Grady High School’s sprawling campus is just east of Midtown skyscrapers. Its two cafeteria entrances have large gray metal detectors, which cost about $4,000 each.

The school, with 1,200 students, dedicates five employees to each of those entrances, with four searching bags and one using a handheld metal-searching wand on students who set off the detectors.

During a recent school morning of pat-downs, an assistant principal confiscated a lighter from a student.
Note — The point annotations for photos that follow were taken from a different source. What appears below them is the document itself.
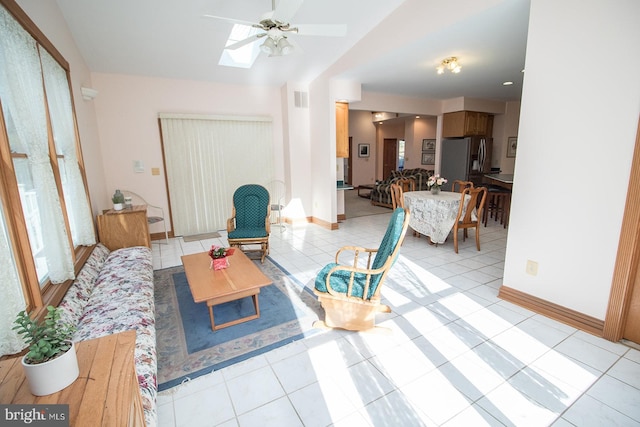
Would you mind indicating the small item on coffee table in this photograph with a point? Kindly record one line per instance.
(220, 257)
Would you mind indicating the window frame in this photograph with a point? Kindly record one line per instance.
(37, 297)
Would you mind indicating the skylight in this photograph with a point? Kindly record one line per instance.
(245, 56)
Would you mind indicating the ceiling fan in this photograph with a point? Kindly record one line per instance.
(275, 26)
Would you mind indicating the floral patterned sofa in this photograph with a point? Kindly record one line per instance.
(114, 293)
(381, 193)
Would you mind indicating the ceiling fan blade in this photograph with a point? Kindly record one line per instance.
(232, 20)
(321, 30)
(286, 9)
(244, 42)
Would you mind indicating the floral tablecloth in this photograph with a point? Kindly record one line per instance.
(433, 215)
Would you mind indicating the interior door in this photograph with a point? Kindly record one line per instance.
(632, 323)
(389, 156)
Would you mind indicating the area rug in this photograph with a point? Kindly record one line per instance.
(187, 347)
(203, 236)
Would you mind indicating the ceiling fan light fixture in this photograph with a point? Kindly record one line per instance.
(284, 46)
(269, 46)
(451, 63)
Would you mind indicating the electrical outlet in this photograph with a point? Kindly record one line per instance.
(532, 268)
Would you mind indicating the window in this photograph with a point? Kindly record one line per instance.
(46, 210)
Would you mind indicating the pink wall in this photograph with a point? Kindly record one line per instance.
(127, 108)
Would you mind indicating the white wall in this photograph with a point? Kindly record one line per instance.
(128, 106)
(50, 21)
(577, 132)
(363, 131)
(504, 126)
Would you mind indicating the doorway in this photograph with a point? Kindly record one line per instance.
(389, 156)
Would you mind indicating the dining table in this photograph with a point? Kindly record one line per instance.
(433, 215)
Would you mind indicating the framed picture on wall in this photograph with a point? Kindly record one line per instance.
(429, 145)
(363, 150)
(512, 145)
(428, 158)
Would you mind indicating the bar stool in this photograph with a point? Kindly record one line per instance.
(498, 204)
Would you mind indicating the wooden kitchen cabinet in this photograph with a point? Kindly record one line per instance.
(125, 228)
(342, 129)
(466, 123)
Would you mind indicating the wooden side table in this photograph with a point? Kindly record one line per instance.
(106, 392)
(125, 228)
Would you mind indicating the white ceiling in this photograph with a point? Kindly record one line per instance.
(172, 39)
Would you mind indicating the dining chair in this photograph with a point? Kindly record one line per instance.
(498, 204)
(250, 218)
(350, 294)
(155, 214)
(469, 214)
(461, 185)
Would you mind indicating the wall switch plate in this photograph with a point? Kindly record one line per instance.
(532, 268)
(138, 166)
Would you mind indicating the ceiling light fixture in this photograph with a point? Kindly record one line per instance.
(276, 46)
(451, 63)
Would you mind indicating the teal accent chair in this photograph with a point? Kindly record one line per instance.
(249, 223)
(350, 294)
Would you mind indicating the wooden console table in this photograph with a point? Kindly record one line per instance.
(125, 228)
(106, 393)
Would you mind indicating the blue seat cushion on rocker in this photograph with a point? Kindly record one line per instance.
(340, 279)
(248, 233)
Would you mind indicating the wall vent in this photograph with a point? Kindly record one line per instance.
(301, 99)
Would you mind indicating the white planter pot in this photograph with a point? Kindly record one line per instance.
(54, 375)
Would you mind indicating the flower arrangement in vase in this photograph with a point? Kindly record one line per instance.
(219, 256)
(435, 182)
(51, 363)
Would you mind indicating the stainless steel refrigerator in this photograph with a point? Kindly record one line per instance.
(465, 159)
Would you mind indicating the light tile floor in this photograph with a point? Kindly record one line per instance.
(458, 355)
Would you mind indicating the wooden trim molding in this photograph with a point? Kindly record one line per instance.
(554, 311)
(33, 29)
(628, 257)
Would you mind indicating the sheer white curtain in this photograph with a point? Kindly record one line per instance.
(21, 64)
(207, 158)
(12, 301)
(61, 113)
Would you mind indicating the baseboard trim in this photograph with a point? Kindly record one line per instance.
(562, 314)
(325, 224)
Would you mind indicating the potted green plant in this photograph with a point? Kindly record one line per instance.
(51, 363)
(118, 200)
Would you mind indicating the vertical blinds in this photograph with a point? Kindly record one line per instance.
(207, 158)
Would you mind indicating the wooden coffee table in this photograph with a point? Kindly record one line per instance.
(241, 279)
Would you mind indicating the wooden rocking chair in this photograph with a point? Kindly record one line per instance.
(350, 295)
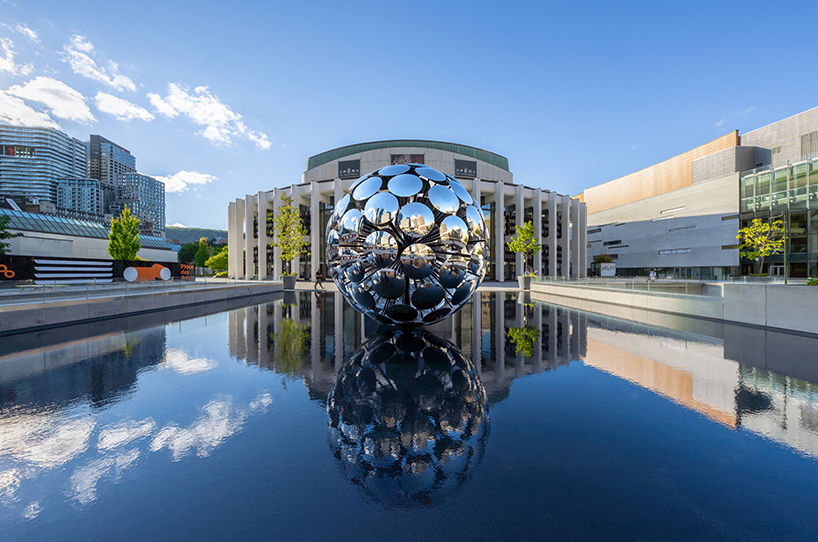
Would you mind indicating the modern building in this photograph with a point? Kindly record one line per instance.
(107, 160)
(558, 219)
(33, 161)
(681, 216)
(145, 197)
(56, 237)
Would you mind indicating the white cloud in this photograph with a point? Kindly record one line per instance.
(118, 434)
(121, 109)
(78, 56)
(7, 63)
(63, 101)
(178, 182)
(15, 111)
(221, 420)
(221, 124)
(27, 32)
(179, 361)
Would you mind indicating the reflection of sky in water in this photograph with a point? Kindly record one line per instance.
(196, 425)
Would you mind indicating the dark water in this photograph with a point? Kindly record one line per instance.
(510, 421)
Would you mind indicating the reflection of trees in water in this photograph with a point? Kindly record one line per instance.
(408, 419)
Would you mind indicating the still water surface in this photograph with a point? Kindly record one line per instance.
(303, 421)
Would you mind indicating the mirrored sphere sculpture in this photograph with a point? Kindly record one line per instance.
(408, 419)
(406, 245)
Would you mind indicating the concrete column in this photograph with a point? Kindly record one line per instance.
(576, 225)
(552, 234)
(296, 263)
(315, 215)
(565, 207)
(263, 240)
(277, 250)
(499, 227)
(249, 242)
(238, 253)
(477, 331)
(338, 299)
(231, 239)
(519, 202)
(538, 211)
(583, 241)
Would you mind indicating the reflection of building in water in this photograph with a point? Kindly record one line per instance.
(697, 375)
(96, 368)
(333, 332)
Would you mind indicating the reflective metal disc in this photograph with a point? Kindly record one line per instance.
(381, 208)
(453, 229)
(418, 261)
(387, 283)
(428, 295)
(405, 185)
(415, 219)
(431, 174)
(367, 189)
(443, 199)
(461, 192)
(351, 224)
(382, 248)
(393, 170)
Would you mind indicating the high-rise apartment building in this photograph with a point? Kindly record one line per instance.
(107, 160)
(34, 160)
(145, 197)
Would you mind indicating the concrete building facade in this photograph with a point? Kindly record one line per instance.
(559, 220)
(681, 216)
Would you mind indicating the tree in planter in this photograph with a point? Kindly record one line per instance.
(761, 239)
(5, 234)
(218, 262)
(203, 253)
(524, 241)
(123, 239)
(288, 233)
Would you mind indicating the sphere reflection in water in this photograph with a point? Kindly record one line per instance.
(408, 419)
(402, 232)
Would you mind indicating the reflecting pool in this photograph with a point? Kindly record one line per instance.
(297, 419)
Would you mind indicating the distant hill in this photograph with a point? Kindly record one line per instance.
(191, 235)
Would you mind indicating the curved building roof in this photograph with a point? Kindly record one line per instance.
(465, 150)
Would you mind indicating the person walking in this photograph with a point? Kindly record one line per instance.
(319, 276)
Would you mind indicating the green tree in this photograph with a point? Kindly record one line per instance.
(288, 232)
(218, 262)
(524, 242)
(761, 239)
(123, 239)
(187, 253)
(5, 234)
(203, 253)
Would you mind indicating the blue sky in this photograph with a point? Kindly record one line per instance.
(221, 99)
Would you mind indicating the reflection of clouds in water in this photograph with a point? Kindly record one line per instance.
(9, 483)
(221, 419)
(182, 363)
(119, 434)
(84, 481)
(47, 441)
(37, 442)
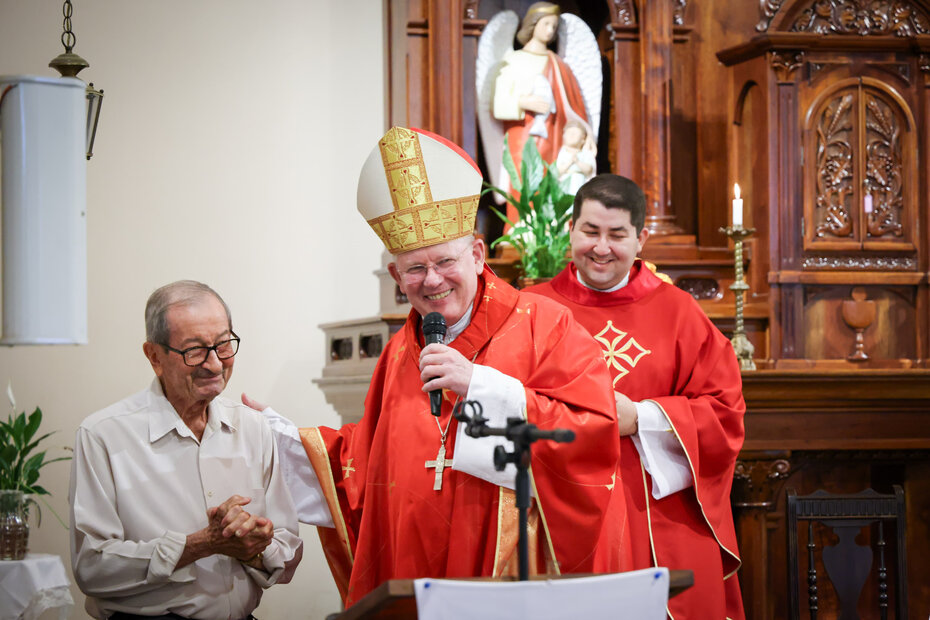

The rest of the students were cleared to go on to class, though several were late.

Administrators say keeping weapons off campus is a complex process that requires a blend of strategies.

Storey said Cobb school officials often depend on students to tell them about their peers who might have brought weapons to school.

“A lot of it is relationship building,” said Storey.

Reynard Walker, Clayton County schools’ manager of safety and security, said principals use metal detectors when local police tip them off to a neighborhood dispute.

Ronald Stephens, the executive director of the National School Safety Center, said administrators face a dilemma: “Every time you add another layer of security … you certainly begin to change the climate of a school from a place that is perceived as open and accessible to one that’s restrictive and controlling,” he said. “Oftentimes, there is a delicate balance between keeping schools safe without turning them into an armed camp or juvenile facility.”

Atlanta central office administrators, meanwhile, have encouraged principals and school staff through several public announcements to report broken metal detectors.

Jamie Fahey, a mother of a freshman at Grady, wants more detectors.

“I do like the fact that our school has metal detectors,” she said. “Kids are going to open doors for their friends, so we’re dependent on our children to maintain the safety of our schools.”

Jeffry Scott and Shannon McCaffrey contributed to this story.